"Now, Herbert, when a customer like that comes in, it is the time to get off old goods. Those people that come from up the mountain know nothing about the styles, and we always depend upon selling our old stock out to that class of customers. That chenille net would have pleased the girl better and wore longer than the one she bought, and she would have taken it, if you had not been silly enough to tell her nobody wore them now."
"But she asked me if they were fashionable," said Herbert.
"Of course she did," returned Mr. Wynn. "They always ask such questions, and part of your business is to know how to answer them. We always have a great many of that class here upon holidays, and if you are shrewd, you may make large sales of goods desirable to be disposed of, and which will satisfy them quite as well as goods that are more constantly called for. You need not look so grave about it. Don't you see that we can sell these goods for less money, and often suit their tastes far better. And if they are satisfied, what is there wrong about it?"
Herbert made no reply, but the thought in his mind was, "I can't do it. I can't say a thing is so when it isn't."

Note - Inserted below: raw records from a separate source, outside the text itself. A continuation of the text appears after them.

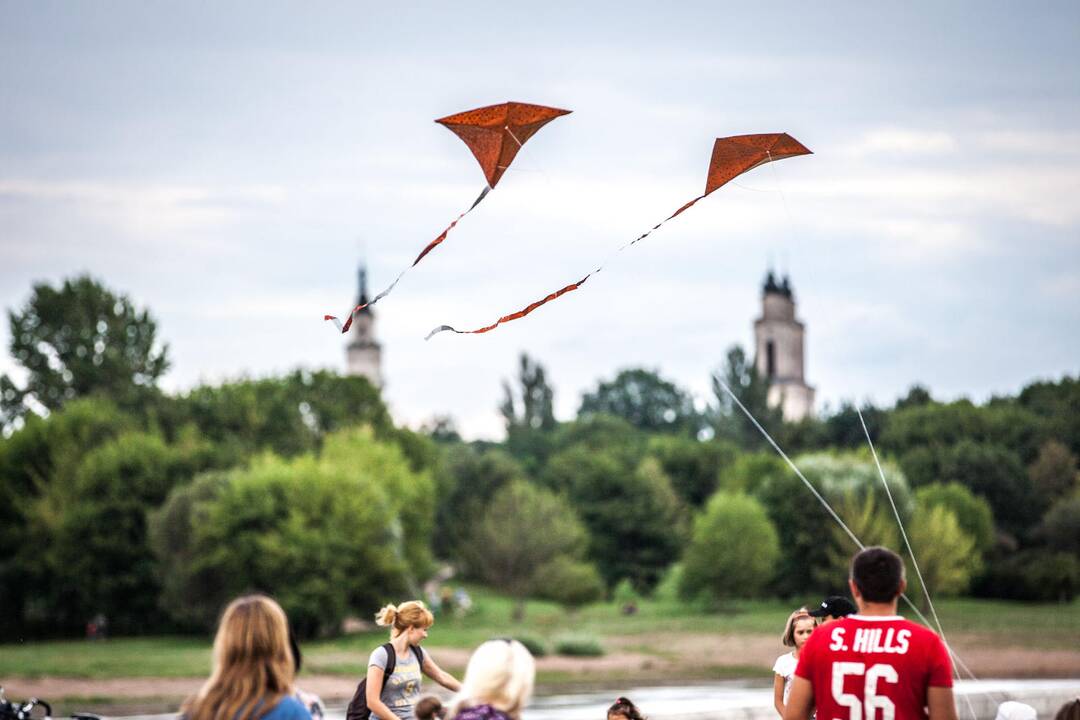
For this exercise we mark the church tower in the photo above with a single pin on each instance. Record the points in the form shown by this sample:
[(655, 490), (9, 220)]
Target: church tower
[(779, 339), (363, 353)]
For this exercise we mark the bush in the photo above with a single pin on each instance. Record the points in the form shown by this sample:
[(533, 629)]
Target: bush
[(733, 551), (973, 513), (568, 582), (1033, 576), (579, 647), (324, 535), (667, 588), (534, 644)]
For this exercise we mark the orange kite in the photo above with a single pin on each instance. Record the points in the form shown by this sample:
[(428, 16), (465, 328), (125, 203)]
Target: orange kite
[(731, 158), (494, 134)]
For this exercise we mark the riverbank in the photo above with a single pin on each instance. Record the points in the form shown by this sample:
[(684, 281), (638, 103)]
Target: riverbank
[(660, 644)]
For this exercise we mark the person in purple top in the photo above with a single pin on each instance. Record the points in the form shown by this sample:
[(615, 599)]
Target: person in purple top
[(253, 667), (498, 682)]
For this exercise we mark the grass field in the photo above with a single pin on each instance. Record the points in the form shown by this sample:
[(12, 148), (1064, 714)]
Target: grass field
[(655, 630)]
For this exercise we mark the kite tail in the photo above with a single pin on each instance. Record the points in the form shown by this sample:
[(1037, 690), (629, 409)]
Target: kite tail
[(515, 315), (432, 245), (564, 290)]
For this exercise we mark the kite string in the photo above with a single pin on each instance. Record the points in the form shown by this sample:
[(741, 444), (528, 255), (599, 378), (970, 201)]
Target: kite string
[(428, 248), (910, 551), (568, 288), (842, 525)]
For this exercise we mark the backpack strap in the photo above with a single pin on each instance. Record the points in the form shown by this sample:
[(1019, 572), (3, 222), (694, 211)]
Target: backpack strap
[(419, 656), (391, 664)]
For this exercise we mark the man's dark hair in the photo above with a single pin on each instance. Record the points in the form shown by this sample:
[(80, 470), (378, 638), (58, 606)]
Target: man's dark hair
[(877, 572)]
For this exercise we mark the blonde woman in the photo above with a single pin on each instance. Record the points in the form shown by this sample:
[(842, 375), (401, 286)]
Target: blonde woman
[(392, 685), (253, 667), (796, 633), (498, 682)]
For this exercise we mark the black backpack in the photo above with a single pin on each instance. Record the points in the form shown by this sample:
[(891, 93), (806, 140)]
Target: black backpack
[(358, 707)]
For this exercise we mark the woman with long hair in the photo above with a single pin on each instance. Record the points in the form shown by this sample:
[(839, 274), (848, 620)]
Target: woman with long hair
[(391, 695), (498, 682), (253, 667)]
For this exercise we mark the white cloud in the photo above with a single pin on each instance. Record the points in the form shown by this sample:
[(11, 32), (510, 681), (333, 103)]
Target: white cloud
[(902, 141)]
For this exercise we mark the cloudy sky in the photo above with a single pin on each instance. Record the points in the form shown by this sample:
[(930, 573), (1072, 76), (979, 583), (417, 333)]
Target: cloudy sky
[(228, 164)]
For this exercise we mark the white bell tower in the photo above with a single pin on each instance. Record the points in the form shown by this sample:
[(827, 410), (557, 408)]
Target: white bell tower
[(780, 339), (363, 353)]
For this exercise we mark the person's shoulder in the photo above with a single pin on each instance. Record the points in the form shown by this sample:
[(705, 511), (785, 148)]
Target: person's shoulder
[(379, 656), (288, 708)]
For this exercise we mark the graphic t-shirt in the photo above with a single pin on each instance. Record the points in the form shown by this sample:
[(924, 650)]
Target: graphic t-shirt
[(874, 668), (785, 668), (402, 689)]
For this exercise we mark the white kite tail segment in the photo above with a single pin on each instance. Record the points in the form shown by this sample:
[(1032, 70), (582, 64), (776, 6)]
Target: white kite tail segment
[(915, 564), (848, 530)]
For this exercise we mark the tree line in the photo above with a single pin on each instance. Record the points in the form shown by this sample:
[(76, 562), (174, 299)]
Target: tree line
[(151, 508)]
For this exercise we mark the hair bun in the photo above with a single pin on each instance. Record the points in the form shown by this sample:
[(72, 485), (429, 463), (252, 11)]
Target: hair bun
[(386, 616)]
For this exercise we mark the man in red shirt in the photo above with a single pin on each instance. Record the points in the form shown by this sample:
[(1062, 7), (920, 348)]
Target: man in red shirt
[(873, 665)]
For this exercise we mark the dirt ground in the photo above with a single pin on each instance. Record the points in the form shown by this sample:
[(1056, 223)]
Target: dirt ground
[(700, 657)]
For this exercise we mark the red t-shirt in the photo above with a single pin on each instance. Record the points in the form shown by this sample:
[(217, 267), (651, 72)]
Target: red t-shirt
[(874, 668)]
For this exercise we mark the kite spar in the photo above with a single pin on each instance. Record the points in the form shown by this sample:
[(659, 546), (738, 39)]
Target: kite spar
[(731, 158), (494, 134)]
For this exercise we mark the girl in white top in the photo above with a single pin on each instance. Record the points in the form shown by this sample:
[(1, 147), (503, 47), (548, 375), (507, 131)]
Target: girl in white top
[(796, 633)]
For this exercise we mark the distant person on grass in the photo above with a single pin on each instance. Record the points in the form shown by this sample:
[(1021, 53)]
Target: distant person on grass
[(874, 664), (253, 667), (796, 633), (833, 608), (498, 682), (394, 669), (623, 709)]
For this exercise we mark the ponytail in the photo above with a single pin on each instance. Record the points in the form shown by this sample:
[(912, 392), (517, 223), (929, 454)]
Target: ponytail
[(407, 614), (387, 616)]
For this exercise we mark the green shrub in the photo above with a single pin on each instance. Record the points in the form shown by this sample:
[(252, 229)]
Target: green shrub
[(733, 551), (534, 644), (568, 582), (579, 647)]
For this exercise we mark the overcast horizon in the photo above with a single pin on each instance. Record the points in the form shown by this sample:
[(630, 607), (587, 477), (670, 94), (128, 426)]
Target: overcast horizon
[(230, 166)]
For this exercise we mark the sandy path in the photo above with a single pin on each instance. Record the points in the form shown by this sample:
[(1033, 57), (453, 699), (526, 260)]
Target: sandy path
[(696, 657)]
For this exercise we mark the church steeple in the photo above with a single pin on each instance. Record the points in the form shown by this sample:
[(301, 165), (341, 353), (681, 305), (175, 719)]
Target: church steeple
[(364, 353), (780, 339), (362, 298)]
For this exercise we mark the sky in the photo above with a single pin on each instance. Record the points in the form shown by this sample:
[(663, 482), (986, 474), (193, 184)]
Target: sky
[(228, 165)]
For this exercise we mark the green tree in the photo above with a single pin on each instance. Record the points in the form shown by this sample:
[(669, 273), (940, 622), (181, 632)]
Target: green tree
[(633, 516), (288, 416), (528, 413), (77, 340), (525, 528), (917, 396), (1061, 527), (693, 466), (571, 583), (37, 462), (845, 430), (326, 534), (467, 480), (947, 556), (98, 556), (871, 519), (973, 513), (1054, 472), (989, 471), (810, 545), (645, 401), (1057, 404), (732, 552), (752, 390)]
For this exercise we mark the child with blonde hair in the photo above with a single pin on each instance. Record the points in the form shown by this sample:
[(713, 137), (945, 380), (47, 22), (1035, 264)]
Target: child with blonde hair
[(796, 633), (253, 667), (498, 682), (394, 669)]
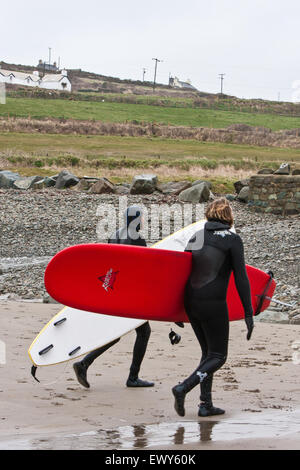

A few days later, a similar circumstance occurred. Mr. Wynn was much displeased, and said, "I cannot allow this. If I have occasion to speak of the matter again, I shall feel obliged to ask your father to take you away."
Herbert had thought over the subject and prayed over it, and made his decision. "Mr. Wynn," he said, "I am sorry to displease you, but I think the only right way for me to do is to speak the truth, and I must do it, if I say anything."
Mr. Wynn was angry, but he was always calm and dignified; he said, quietly, "Very well; call things by whatever name you please. Your father placed you here to learn the business, but if you already know so much more than I do about the proper mode of conducting it, there is no necessity of your remaining here any longer. You are free to go at once. I will see your father this evening."
Poor Herbert! Discharged! Disgraced! He had not anticipated quite that. In resolving to do right, he had expected that God would stand by him and reward him for his faithfulness to the truth. He had asked God to show him the right way and to keep him from all evil as he walked therein. He had looked for deliverance in the hour of trial. Had God failed to hear?
He, too, had yet to learn something of God's ways of answering prayer. Mr. Bradford's office was two or three doors down the street from the store, and Herbert went at once to his father with his story, telling it in a straightforward style, without a word of exaggeration or blame. "Father, did I do right?" he asked.
Mr. Bradford hesitated. He was called an honest man; he called himself a Christian, and though less worldly-minded than Mr. Wynn, he had not Herbert's ardent love of truth, but he could not look in his boy's face and say that he preferred to have him retain his position at the expense of falsehood and trickery. When he spoke, it was with an embarrassed laugh.